When a child is brought to the pharmacy counter, look at them first. A child who is alert, smiling, making eye contact, and responding to their parent is providing reassuring information before any questions are asked. A pale, quiet child who does not respond to a parent's voice in a busy pharmacy is a clinical concern.
What to do in pharmacy
Advise parents to: offer regular fluids (breast milk remains the most appropriate fluid for breastfed infants); look for signs of dehydration (sunken eyes, dry mouth, no tears, sunken fontanelle in infants, fewer wet nappies than usual); use paracetamol or ibuprofen if the child appears distressed, according to the licensed product instructions for the child's age; never give aspirin to any child under 16.

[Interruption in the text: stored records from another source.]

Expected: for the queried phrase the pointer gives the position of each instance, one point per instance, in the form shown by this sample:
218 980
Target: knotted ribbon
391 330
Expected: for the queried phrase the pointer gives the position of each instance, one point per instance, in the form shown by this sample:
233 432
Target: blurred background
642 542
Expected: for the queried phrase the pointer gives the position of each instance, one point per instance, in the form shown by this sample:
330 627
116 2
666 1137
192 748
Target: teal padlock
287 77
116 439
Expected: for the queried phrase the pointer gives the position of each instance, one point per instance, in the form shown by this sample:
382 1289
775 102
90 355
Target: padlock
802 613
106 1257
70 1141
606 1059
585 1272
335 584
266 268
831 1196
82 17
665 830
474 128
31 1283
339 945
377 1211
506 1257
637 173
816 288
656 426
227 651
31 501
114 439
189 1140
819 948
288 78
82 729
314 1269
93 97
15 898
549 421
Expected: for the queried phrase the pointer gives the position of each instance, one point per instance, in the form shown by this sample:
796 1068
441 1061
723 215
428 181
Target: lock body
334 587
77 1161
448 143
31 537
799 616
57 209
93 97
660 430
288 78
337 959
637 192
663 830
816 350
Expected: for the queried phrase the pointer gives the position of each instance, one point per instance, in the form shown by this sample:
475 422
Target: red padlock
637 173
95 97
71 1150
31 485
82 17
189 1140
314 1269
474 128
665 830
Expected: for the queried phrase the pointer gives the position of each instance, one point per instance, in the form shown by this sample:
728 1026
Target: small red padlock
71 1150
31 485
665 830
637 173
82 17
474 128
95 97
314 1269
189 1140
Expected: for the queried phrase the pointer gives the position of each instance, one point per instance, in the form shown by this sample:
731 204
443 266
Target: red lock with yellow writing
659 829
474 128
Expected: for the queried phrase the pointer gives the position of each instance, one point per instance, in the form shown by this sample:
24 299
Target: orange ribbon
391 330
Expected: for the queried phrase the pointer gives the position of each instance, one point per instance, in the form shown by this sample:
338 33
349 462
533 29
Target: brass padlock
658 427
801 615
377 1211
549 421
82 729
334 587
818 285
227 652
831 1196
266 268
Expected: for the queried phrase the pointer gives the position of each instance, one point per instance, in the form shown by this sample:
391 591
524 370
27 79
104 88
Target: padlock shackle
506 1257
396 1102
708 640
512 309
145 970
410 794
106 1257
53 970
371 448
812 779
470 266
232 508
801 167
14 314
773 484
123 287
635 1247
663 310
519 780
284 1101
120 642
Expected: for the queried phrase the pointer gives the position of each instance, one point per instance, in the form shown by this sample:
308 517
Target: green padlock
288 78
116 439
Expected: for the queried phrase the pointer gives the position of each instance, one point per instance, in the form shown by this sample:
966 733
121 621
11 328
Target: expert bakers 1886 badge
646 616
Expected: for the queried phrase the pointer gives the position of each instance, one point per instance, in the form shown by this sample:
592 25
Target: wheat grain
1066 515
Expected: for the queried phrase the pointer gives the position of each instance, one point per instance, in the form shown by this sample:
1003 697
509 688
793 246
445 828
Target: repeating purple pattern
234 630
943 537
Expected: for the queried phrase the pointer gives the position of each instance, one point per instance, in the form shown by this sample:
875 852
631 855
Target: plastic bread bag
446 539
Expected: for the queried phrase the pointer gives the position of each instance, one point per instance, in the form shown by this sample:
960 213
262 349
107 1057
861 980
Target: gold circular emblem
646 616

Safety-netting: the parent must be told to seek immediate help if any of the following develop: a non-blanching rash, a seizure, the child becomes less responsive or harder to rouse, skin becomes mottled or blue, the child appears to be getting worse, or the parent becomes more worried than they were before. A fever lasting 5 or more days needs GP review to exclude Kawasaki disease. Parental instinct that something is wrong is itself a reason to seek further advice.
Key takeaways
- Any infant under three months with a temperature of 38°C or above is in the NICE NG143 high-risk group regardless of how well they appear. Arrange urgent same-day clinical assessment without exception.
- A non-blanching rash in a febrile child should be treated as possible meningococcal disease and requires an immediate 999 response. Do not wait for other signs to develop or for the rash to spread.
- The response to paracetamol or ibuprofen does not indicate the severity of the illness. Assess appearance and behaviour, not temperature trend. A child who looks better after a dose has not been shown to be safe to manage at home.